Monday, January 14, 2008

European Space Agency ready to launch new Automated Transfer Vehicles

The European Space Agency expects to be able to soon launch its new Automated Transfer Vehicle (ATV). The first of the ESA's ATV is currently sitting on the launch pad in Kourou, French Guiana, South America, awaiting its maiden launch to carry supplies to the International Space Station (ISS). The launch is being delayed by the Atlantis shuttle launch, which is in front of it in line for docking with the ISS, though it may be able to launch as soon as February 22, 2008.

Wired Science Blog:

ATV missions are expected to launch every 12 to 15 months and will stay docked
to the station (providing 45 cubic meters extra pressurized volume and station
boosting capabilities) for up to six months.
After the mission is complete the ATV will remove up to six tons of garbage from the station and be allowed to burn up in the atmosphere on reentry just like the Russian Progress vehicles.

These ATV's could be very useful in delivering crucial supplies and equipment to the ISS and future space stations.
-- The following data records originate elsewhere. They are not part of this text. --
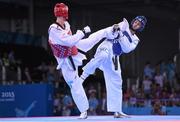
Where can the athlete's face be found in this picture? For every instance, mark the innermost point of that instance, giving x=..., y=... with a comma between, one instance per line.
x=136, y=25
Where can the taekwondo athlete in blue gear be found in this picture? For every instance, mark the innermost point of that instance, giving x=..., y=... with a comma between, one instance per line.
x=106, y=59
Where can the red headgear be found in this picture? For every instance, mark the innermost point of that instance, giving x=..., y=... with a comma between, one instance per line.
x=61, y=10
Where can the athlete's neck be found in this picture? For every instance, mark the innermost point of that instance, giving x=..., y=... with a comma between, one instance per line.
x=60, y=21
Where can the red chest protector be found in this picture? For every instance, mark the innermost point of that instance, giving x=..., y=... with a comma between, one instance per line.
x=63, y=51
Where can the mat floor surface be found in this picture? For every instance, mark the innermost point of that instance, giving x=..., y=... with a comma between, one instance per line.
x=95, y=119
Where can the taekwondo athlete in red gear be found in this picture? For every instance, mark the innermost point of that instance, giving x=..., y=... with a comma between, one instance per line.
x=63, y=45
x=106, y=59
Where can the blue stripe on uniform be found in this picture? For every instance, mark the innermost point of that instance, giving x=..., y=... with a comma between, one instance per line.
x=128, y=36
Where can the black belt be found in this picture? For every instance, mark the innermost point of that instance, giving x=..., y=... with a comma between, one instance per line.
x=115, y=61
x=72, y=62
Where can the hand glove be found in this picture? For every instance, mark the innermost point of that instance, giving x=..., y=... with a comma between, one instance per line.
x=116, y=28
x=86, y=30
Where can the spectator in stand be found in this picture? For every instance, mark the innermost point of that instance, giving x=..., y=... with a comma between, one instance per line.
x=147, y=85
x=159, y=79
x=148, y=70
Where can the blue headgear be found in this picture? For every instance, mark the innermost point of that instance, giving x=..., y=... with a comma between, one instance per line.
x=143, y=21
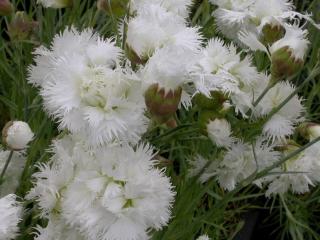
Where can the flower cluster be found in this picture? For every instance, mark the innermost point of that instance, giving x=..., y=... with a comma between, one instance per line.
x=103, y=181
x=10, y=216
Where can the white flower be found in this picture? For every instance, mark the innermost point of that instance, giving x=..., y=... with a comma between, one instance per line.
x=219, y=132
x=170, y=68
x=203, y=237
x=295, y=39
x=282, y=123
x=17, y=134
x=85, y=89
x=118, y=194
x=12, y=175
x=251, y=16
x=55, y=3
x=313, y=131
x=10, y=216
x=298, y=173
x=112, y=192
x=201, y=165
x=178, y=7
x=220, y=68
x=150, y=30
x=55, y=176
x=242, y=160
x=57, y=229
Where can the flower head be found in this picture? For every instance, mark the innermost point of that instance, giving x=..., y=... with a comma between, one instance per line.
x=55, y=3
x=150, y=30
x=11, y=179
x=10, y=216
x=86, y=89
x=17, y=134
x=111, y=192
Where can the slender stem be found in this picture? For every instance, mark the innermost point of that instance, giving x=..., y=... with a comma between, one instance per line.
x=265, y=91
x=285, y=158
x=312, y=75
x=6, y=166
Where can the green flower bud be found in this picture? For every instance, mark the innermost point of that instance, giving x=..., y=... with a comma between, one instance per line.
x=284, y=64
x=162, y=104
x=117, y=8
x=6, y=8
x=21, y=27
x=272, y=33
x=309, y=130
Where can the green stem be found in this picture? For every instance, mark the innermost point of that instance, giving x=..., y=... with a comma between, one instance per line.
x=265, y=91
x=312, y=75
x=6, y=166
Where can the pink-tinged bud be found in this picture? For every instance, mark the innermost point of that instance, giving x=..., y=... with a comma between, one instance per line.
x=16, y=135
x=284, y=64
x=309, y=130
x=6, y=8
x=117, y=8
x=21, y=27
x=272, y=33
x=161, y=104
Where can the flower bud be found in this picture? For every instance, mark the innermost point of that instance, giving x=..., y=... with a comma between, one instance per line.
x=284, y=64
x=6, y=8
x=219, y=131
x=21, y=27
x=56, y=3
x=272, y=33
x=161, y=104
x=288, y=53
x=117, y=8
x=16, y=135
x=309, y=130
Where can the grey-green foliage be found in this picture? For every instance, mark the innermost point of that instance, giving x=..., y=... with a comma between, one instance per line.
x=199, y=208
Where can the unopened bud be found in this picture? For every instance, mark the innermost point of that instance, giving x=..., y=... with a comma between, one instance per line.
x=16, y=135
x=309, y=130
x=272, y=33
x=284, y=64
x=6, y=8
x=21, y=27
x=117, y=8
x=162, y=104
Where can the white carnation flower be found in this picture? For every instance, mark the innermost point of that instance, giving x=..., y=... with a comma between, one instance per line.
x=17, y=134
x=118, y=194
x=242, y=160
x=220, y=68
x=251, y=16
x=219, y=132
x=55, y=3
x=298, y=173
x=112, y=192
x=282, y=123
x=57, y=229
x=178, y=7
x=55, y=176
x=150, y=30
x=13, y=173
x=170, y=68
x=10, y=216
x=87, y=91
x=203, y=237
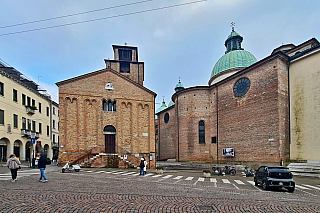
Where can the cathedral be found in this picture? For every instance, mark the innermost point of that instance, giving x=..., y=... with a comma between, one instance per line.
x=108, y=114
x=251, y=111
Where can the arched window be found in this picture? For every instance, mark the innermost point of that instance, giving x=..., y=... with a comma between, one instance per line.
x=201, y=132
x=109, y=105
x=104, y=105
x=114, y=105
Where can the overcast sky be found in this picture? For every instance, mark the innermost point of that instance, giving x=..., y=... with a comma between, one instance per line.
x=184, y=41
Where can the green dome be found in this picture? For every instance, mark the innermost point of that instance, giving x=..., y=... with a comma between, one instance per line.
x=179, y=86
x=233, y=33
x=233, y=59
x=235, y=56
x=163, y=107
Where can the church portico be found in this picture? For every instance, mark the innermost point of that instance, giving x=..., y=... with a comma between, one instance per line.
x=114, y=115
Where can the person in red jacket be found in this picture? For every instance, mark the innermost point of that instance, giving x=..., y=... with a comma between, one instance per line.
x=42, y=166
x=13, y=164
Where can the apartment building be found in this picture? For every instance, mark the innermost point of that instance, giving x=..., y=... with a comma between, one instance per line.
x=27, y=122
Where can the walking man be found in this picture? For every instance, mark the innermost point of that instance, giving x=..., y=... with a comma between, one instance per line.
x=42, y=166
x=13, y=164
x=142, y=167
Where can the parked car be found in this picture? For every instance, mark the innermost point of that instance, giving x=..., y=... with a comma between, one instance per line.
x=274, y=177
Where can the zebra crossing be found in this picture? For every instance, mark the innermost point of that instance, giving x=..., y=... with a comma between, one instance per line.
x=196, y=179
x=7, y=176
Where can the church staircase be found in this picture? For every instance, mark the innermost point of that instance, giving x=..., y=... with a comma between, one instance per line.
x=96, y=159
x=108, y=160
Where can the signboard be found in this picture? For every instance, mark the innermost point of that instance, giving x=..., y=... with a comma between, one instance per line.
x=228, y=152
x=33, y=140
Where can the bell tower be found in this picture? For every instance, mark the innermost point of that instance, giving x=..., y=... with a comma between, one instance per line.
x=126, y=62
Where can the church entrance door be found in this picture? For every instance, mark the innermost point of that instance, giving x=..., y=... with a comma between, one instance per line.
x=110, y=139
x=110, y=144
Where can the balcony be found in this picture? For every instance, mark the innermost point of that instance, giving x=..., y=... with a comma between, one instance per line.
x=27, y=133
x=31, y=109
x=54, y=145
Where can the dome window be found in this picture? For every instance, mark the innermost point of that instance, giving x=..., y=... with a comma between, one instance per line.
x=166, y=118
x=241, y=87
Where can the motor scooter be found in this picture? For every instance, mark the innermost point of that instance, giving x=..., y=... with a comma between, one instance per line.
x=68, y=168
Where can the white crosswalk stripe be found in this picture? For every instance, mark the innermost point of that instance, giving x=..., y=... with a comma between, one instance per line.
x=251, y=182
x=213, y=180
x=313, y=187
x=201, y=179
x=178, y=177
x=239, y=182
x=7, y=176
x=301, y=187
x=129, y=173
x=225, y=181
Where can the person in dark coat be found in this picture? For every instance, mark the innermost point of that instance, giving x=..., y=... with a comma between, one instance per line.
x=42, y=166
x=13, y=164
x=142, y=167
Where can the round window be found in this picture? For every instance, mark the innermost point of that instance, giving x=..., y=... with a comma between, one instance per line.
x=166, y=118
x=241, y=87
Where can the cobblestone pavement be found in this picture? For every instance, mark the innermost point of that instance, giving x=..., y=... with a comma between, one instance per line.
x=116, y=190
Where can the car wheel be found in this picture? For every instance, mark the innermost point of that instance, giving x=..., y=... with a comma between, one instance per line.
x=290, y=189
x=232, y=172
x=265, y=185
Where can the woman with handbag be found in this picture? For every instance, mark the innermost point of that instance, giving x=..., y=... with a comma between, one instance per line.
x=13, y=164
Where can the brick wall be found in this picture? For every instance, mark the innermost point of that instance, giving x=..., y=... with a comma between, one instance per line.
x=255, y=125
x=82, y=118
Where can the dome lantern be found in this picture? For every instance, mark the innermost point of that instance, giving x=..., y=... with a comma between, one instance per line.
x=179, y=86
x=234, y=59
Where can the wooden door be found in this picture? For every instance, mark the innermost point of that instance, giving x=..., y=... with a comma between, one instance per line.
x=110, y=141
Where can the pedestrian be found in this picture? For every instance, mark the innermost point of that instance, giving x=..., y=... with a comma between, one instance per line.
x=42, y=163
x=13, y=164
x=145, y=166
x=142, y=167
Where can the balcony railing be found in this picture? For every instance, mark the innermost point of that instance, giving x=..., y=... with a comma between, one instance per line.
x=27, y=133
x=54, y=145
x=31, y=109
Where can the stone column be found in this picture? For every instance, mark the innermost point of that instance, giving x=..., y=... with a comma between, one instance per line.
x=9, y=149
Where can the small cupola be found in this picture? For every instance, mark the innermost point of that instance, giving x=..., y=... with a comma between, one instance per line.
x=179, y=86
x=233, y=41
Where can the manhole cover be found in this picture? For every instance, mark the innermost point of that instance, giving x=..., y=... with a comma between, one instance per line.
x=205, y=208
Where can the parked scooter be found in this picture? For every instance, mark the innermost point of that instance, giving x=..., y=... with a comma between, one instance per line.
x=68, y=168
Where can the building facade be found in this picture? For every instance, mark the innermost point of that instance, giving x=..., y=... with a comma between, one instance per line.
x=109, y=110
x=245, y=113
x=24, y=114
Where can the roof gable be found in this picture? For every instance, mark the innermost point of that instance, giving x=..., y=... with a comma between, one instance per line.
x=98, y=72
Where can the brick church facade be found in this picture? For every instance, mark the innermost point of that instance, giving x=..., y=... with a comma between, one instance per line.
x=108, y=112
x=243, y=115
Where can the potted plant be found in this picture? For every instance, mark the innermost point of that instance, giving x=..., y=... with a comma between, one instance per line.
x=159, y=170
x=206, y=173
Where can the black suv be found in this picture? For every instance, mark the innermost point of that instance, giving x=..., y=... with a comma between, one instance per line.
x=274, y=176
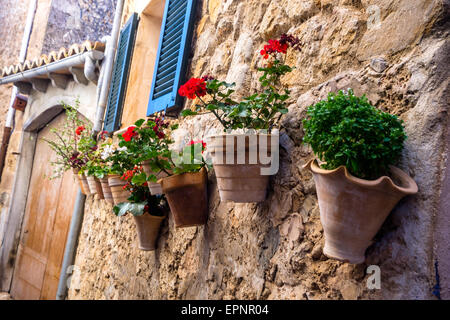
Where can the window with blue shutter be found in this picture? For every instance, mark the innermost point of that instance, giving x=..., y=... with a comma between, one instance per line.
x=173, y=51
x=119, y=76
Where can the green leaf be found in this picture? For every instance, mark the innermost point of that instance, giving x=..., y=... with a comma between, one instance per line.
x=188, y=112
x=136, y=209
x=139, y=123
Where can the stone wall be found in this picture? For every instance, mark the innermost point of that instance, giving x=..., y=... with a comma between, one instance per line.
x=12, y=16
x=397, y=52
x=74, y=21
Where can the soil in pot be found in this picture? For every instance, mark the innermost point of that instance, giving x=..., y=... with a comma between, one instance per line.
x=187, y=197
x=147, y=227
x=237, y=181
x=118, y=193
x=95, y=186
x=154, y=187
x=352, y=210
x=106, y=189
x=83, y=182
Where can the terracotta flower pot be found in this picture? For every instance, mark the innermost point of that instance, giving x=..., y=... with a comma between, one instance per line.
x=83, y=182
x=188, y=198
x=106, y=189
x=239, y=182
x=147, y=228
x=95, y=186
x=352, y=210
x=118, y=193
x=154, y=187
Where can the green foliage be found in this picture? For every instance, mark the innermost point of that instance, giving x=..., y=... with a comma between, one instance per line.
x=190, y=159
x=154, y=205
x=347, y=130
x=136, y=209
x=140, y=200
x=255, y=112
x=66, y=143
x=149, y=142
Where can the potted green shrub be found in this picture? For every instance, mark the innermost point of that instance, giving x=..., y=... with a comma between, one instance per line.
x=98, y=165
x=88, y=147
x=186, y=186
x=148, y=211
x=237, y=154
x=120, y=161
x=66, y=145
x=356, y=182
x=148, y=141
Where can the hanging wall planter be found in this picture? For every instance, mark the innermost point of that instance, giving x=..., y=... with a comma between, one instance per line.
x=352, y=210
x=83, y=182
x=154, y=187
x=240, y=182
x=106, y=190
x=118, y=193
x=147, y=227
x=95, y=186
x=188, y=198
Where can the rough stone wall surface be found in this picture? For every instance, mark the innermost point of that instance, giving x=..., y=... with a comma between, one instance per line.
x=397, y=52
x=74, y=21
x=12, y=16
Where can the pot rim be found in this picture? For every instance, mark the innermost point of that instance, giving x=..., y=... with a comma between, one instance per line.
x=147, y=214
x=171, y=182
x=410, y=185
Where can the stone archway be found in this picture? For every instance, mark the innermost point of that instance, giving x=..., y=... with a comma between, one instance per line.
x=41, y=111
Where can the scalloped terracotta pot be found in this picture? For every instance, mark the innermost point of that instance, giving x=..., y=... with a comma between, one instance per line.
x=95, y=186
x=83, y=182
x=154, y=187
x=116, y=185
x=147, y=227
x=352, y=210
x=188, y=197
x=239, y=182
x=106, y=189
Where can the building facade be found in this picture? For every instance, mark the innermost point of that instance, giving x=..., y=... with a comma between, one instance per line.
x=273, y=249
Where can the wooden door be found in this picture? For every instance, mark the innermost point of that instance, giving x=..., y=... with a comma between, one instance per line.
x=47, y=218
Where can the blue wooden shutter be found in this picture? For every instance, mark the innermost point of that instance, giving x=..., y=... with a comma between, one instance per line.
x=119, y=76
x=173, y=51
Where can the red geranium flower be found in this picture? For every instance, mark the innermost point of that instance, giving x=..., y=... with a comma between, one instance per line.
x=79, y=130
x=127, y=175
x=192, y=142
x=194, y=87
x=129, y=133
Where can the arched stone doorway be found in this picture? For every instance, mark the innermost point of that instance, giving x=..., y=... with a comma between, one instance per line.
x=40, y=209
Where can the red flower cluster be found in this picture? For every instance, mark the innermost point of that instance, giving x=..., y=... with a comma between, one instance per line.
x=194, y=87
x=192, y=142
x=103, y=135
x=281, y=45
x=129, y=133
x=273, y=47
x=79, y=130
x=128, y=176
x=158, y=128
x=207, y=78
They provide a relatively low cost and risk free method to get cargo to the ISS and may prove to be very reliable. It is also an added bonus that they can add space to the ISS for extended periods of time. The one con in my opinion that adds to their low cost individually is that they aren't reusable and that they simply burn up in the atmosphere, though I guess this takes away the need for a place for them to land and makes it so that they don't require all of the equipment for reentry. Well, hopefully these ATVs will fulfill their purpose and help with ISS development and sustainment. Only time will tell.